Re: [RFC PATCH] cgroup: introduce dynamic protection for memcg

From: Zhaoyang Huang
Date: Wed Apr 06 2022 - 12:25:56 EST


On Tue, Apr 5, 2022 at 8:08 PM Michal Hocko <mhocko@xxxxxxxx> wrote:
>
> On Mon 04-04-22 21:14:40, Zhaoyang Huang wrote:
> [...]
> > Please be noticed that this patch DOES protect the memcg when external
> > pressure is 1GB as fixed low does.
>
> This is getting more and more confusing (at least to me). Could you
> describe the behavior of the reclaim for the following setups/situations?
>
> a) mostly reclaiming a clean page cache - via kswapd
> b) same as above but the direct reclaim is necessary but very
> lightweight
> c) direct reclaim makes fwd progress but not enough to satisfy the
> allocation request (so the reclaim has to be retried)
> d) direct reclaim not making progress and low limit protection is
> ignored.
>
> Say we have several memcgs and only some have low memory protection
> configured. What is the user observable state of the protected group and
> when and how much the protection can be updated?
I am not sure if I understand you right.

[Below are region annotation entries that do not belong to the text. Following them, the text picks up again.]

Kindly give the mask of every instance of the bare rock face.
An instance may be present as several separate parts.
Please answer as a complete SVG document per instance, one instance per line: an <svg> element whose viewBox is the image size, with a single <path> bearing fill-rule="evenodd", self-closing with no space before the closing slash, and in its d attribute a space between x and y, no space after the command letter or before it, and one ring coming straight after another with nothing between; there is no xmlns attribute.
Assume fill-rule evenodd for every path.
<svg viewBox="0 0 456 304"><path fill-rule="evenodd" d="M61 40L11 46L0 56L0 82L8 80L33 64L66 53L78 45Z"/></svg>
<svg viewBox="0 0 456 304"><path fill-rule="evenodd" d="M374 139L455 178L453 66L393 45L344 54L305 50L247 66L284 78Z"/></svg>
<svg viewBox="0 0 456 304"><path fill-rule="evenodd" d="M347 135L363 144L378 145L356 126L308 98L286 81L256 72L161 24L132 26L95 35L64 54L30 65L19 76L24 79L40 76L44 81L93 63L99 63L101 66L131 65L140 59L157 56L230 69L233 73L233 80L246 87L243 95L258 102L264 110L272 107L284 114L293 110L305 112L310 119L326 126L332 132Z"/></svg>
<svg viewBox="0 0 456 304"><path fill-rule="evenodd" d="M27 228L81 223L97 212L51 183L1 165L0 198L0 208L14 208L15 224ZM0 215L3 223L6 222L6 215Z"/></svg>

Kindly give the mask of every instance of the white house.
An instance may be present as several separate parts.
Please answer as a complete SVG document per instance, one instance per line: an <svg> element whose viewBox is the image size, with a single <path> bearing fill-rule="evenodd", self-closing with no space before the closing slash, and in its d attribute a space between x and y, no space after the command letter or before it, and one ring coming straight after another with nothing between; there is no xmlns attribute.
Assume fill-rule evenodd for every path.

Do you have suspicions on the
test result as you think protected memcg has no chance to update the
protection or the global reclaim should have been satisfied with the
reclaiming(step d is hard to reach?). Let me try to answer it under my
understanding, please give me feedback if you need more info. The
protection is updated while mem_cgroup_calculate_protection is called
during either kswapd or direct reclaim for each round of the priority
reclaiming and then the memcg's lruvec will be reached in step d.
>
> I think it would be also helpful to describe the high level semantic of
> this feature.
>
> > Besides, how does the admin decide
> > the exact number of low/min if it expand from small to even xGB in a
> > quick changing scenario?
>
> This is not really related, is it? There are different ways to tune for
> the protection.
I don't think so. IMO, it is hard to protect when memcg has a wide and
random range of its usage especially when depending on scenarios. Does
the example of EAS on scheduler make more sense? When comparing with
the legacy CFS, EAS does be against to some original design as load
balance etc, while it will keep some small tasks into one CORE.
>
> [...]
> --
> Michal Hocko
> SUSE Labs